Some members, though, doubted whether it was the board’s responsibility to weigh in and questioned what the resolution would accomplish. And others suggested that it would leave the board liable to lawsuits from parents.
“Does this expose us to litigation?” asked board Chair Mark Huntsman. “Does it put us at the forefront of lawsuits?”
Huntsman also noted that he represents more rural areas of the state in central and southwestern Utah. In one county, he said, there were no cases of COVID-19 for months. But students there were still required to wear masks last year under the statewide mandate.
“I certainly haven’t agreed with our state health department 100% of the time,” he added.
Jennie Earl, a conservative member of the board, added: “I’m not sure why we’re doing this in the first place.” And Kristan Norton, also a right-leaning member, said it should be her decision — not the state’s — if she wants to wear a mask while she teaches.
The resolution was defeated on a 6-8 vote, leaving the largest governing body most directly over education in the state silent on the issue.
The deflection there comes after Gov. Spencer Cox also decried the ban on school districts that prohibits them creating any mask requirements this year. That policy from the Utah Legislature, he said, is outdated.
But it’s not clear what action can or will be taken, especially without support from the state school board.
Currently under the law, any face covering mandates in schools must come as a recommendation from a county health department, with the local county governing body having the authority to repeal them.
The only district that has successfully gone through the approved legislative process is Grand County School District, which started with a 30-day mask mandate for K-6 students.
The Salt Lake County Health Department had previously tried to issue a mask requirement for schools countywide. But that order, issued by its health director, Dr. Angela Dunn, was voted down earlier this month by the County Council on party lines, with Republicans against it.
Since then, Salt Lake City Mayor Erin Mendenhall has put into place an emergency order for masks in city schools for students K-12. It’s unclear, though, if that will be allowed to stand; some lawmakers have already discussed challenging her. The Legislature also gave itself the authority to veto any county’s mask mandate for schools.
Hansen said Friday that he disapproves of that process, which ultimately leaves health decisions in the hands of the government leaders instead of medical officials — and he specifically cited the decision by the Salt Lake County Council as a case where it went wrong. When masks were required last year, he added, Utah schools were able to stay open and were lauded as an example of how to make in-person education work during the pandemic.

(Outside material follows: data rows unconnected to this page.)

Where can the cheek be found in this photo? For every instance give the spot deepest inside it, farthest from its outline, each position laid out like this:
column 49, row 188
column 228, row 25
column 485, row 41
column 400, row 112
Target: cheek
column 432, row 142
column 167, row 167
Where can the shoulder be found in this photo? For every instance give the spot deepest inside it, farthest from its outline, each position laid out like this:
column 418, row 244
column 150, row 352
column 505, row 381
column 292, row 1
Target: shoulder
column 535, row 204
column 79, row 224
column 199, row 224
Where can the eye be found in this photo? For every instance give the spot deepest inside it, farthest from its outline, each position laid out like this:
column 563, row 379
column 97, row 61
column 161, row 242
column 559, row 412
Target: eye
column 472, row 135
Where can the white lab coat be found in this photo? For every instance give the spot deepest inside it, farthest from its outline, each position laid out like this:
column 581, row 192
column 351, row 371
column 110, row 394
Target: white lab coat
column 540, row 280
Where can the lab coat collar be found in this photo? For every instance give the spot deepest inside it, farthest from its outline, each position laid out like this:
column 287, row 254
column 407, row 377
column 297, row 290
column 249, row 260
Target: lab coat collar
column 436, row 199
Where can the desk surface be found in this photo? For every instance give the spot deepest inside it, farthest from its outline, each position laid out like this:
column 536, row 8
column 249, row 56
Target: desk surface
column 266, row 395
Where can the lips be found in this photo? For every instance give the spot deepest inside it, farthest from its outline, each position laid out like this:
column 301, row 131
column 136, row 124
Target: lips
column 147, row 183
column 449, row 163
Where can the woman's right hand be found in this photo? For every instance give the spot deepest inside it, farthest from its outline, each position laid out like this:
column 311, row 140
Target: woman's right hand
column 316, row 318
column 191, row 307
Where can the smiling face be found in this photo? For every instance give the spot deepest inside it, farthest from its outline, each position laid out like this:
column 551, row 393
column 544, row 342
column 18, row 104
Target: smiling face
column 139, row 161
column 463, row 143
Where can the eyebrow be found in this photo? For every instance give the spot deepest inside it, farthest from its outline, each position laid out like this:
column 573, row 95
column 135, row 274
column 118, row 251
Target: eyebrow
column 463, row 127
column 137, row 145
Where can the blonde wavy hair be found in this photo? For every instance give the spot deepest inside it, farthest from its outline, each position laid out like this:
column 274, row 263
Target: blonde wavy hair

“This year, we don’t have the same preventive health measures,” Hansen said.
But with the more contagious delta variant and kids under the age of 12 not yet eligible for the vaccine, Hansen said this school year will be — and already has proven — worse for spread.
Some experts anticipate four times as many cases in kids. Already, school-age children are making up about 20-25% of the new daily cases of COVID-19 in the state. And this week, the state health department reported the death of a girl between 15 and 17 years old.
“I think it’s important that we take a position now,” Hansen said. “We’re dealing with an emergency. And what health officials are recommending is not being implemented in schools because it’s not being supported by government officials.”
He was joined, in part, by board member Brent Strate, who argued it is the charge of the Utah Board of Education to keep students safe.
“I can’t think of anything more worthy of my vote than protecting the well-being of our students,” Strate said.
The resolution, though, was stripped of any specific mention of the coronavirus, with some members wanting to keep it open for future health crises. And even that version was voted down.